Página Inicial
Drauzio

A intuição de minha avó | Artigo

Publicado em 18/04/2011
Revisado em 11/08/2020

O cérebro é capaz de fazer associações mentais automáticas, sem que tenhamos consciência delas. Não seria isso intuição?

 

Se tivéssemos que pensar em cada ato para decidir se valeria a pena executá-lo, passaríamos a vida sem fazer nada. Por sorte, existem mecanismos adaptativos inconscientes que nos permitem tomar decisões rápidas, enquanto nosso cérebro está entretido no exercício de funções mais nobres.

Parte significativa da mente humana opera em modo automático, fora do alcance da percepção. Sem essa atividade silenciosa, teria sido impossível a sobrevivência de nossos ancestrais, obrigados a tomar decisões rápidas para obter alimentos, defender-se das feras, proteger as crianças e livrar-se de inimigos agressivos.

Como consequência desse longo processo evolutivo, tantas vezes encontramos dificuldade para explicar porque agimos daquela maneira. A incapacidade de observar nossa mente, enquanto executa suas mil e uma atividades, nos torna estranhos diante de nós mesmos.

Na verdade, somos inconscientes de nossa própria inconsciência.

Por isso, quando convidados a explicar nossas reações, quase nunca respondemos: “Não tenho a menor ideia”. Ao contrário, vamos atrás de argumentos que façam sentido para justificá-las.

Num estudo publicado em 2005, pesquisadores suecos mostraram fotografias de duas mulheres, para um grupo de homens. Cada um devia escolher a que mais o atraía. Num segundo tempo, exibiram novamente as fotos e pediram que eles explicassem a razão da preferência.

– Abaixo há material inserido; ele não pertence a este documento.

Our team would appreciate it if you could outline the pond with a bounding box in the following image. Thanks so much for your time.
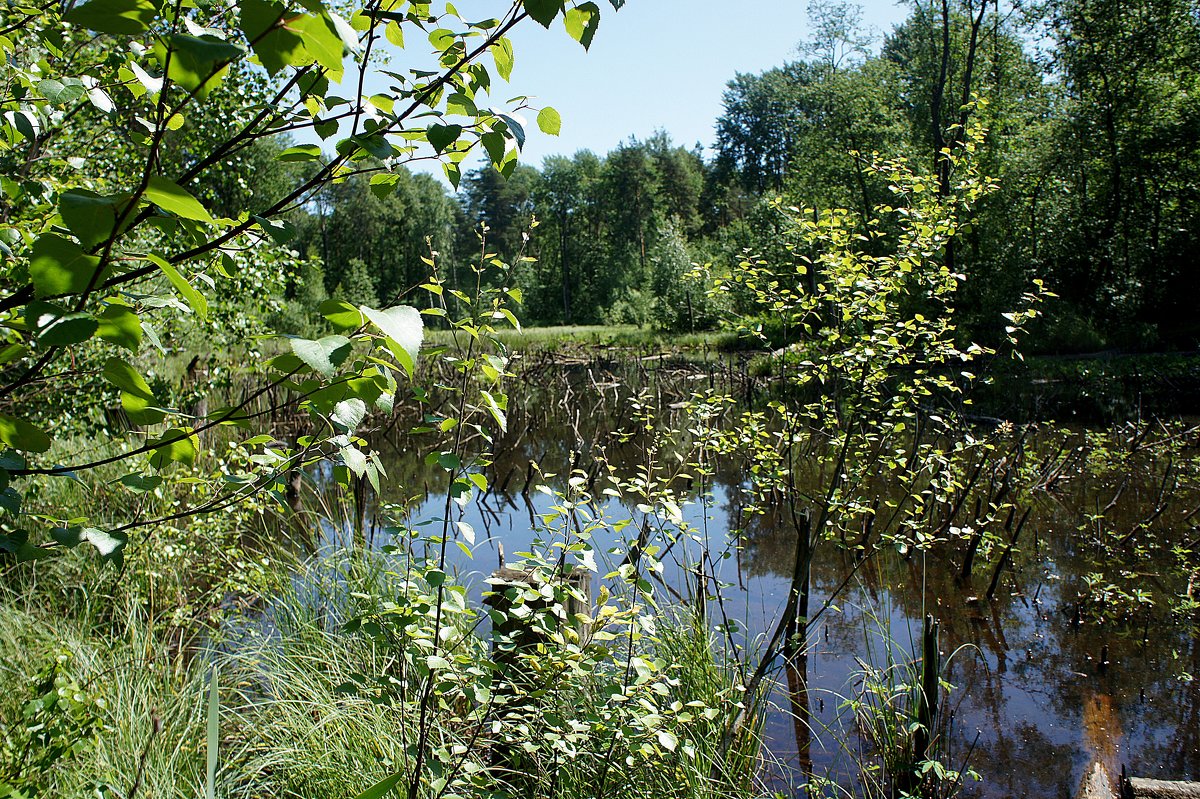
[312,358,1200,798]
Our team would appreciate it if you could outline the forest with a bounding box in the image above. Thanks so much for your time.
[0,0,1200,799]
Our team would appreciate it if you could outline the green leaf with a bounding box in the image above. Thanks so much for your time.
[0,344,29,366]
[479,131,508,167]
[371,172,400,199]
[426,125,462,152]
[238,0,312,77]
[62,0,156,34]
[330,397,367,431]
[59,188,116,247]
[563,2,600,49]
[155,34,244,94]
[354,771,404,799]
[341,446,367,477]
[145,175,212,224]
[96,304,142,353]
[359,305,425,362]
[25,301,100,347]
[430,28,458,53]
[292,336,352,377]
[492,37,514,80]
[118,473,162,494]
[538,106,563,136]
[150,427,200,471]
[104,358,167,425]
[0,414,53,452]
[29,233,100,298]
[37,78,84,106]
[275,144,320,161]
[146,253,209,319]
[524,0,563,28]
[497,114,524,149]
[296,14,346,82]
[318,300,367,332]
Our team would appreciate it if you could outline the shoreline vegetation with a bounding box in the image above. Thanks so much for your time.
[0,0,1200,799]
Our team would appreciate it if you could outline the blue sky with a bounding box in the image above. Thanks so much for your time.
[489,0,905,166]
[338,0,905,178]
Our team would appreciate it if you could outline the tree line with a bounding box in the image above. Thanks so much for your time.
[285,0,1200,352]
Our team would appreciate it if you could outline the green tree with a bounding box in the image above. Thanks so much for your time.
[0,0,620,559]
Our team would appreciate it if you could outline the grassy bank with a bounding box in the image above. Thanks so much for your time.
[0,453,760,799]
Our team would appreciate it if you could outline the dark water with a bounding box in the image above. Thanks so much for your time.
[316,362,1200,798]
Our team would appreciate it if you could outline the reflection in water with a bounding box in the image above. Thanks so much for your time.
[285,362,1200,799]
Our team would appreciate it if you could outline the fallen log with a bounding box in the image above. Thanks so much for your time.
[1121,777,1200,799]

Para alguns, foi exibida a foto da mulher realmente selecionada; para outros, a da que haviam considerado menos atraente.

Para surpresa geral, apenas um em cada quatro participantes percebeu estar diante da foto errada. Os demais, sem notar a troca, justificaram com argumentos lógicos a razão da escolha. Os pesquisadores não encontraram diferenças significativas entre os motivos apresentados pelos que analisaram a foto certa, e os daqueles que avaliaram a falsa.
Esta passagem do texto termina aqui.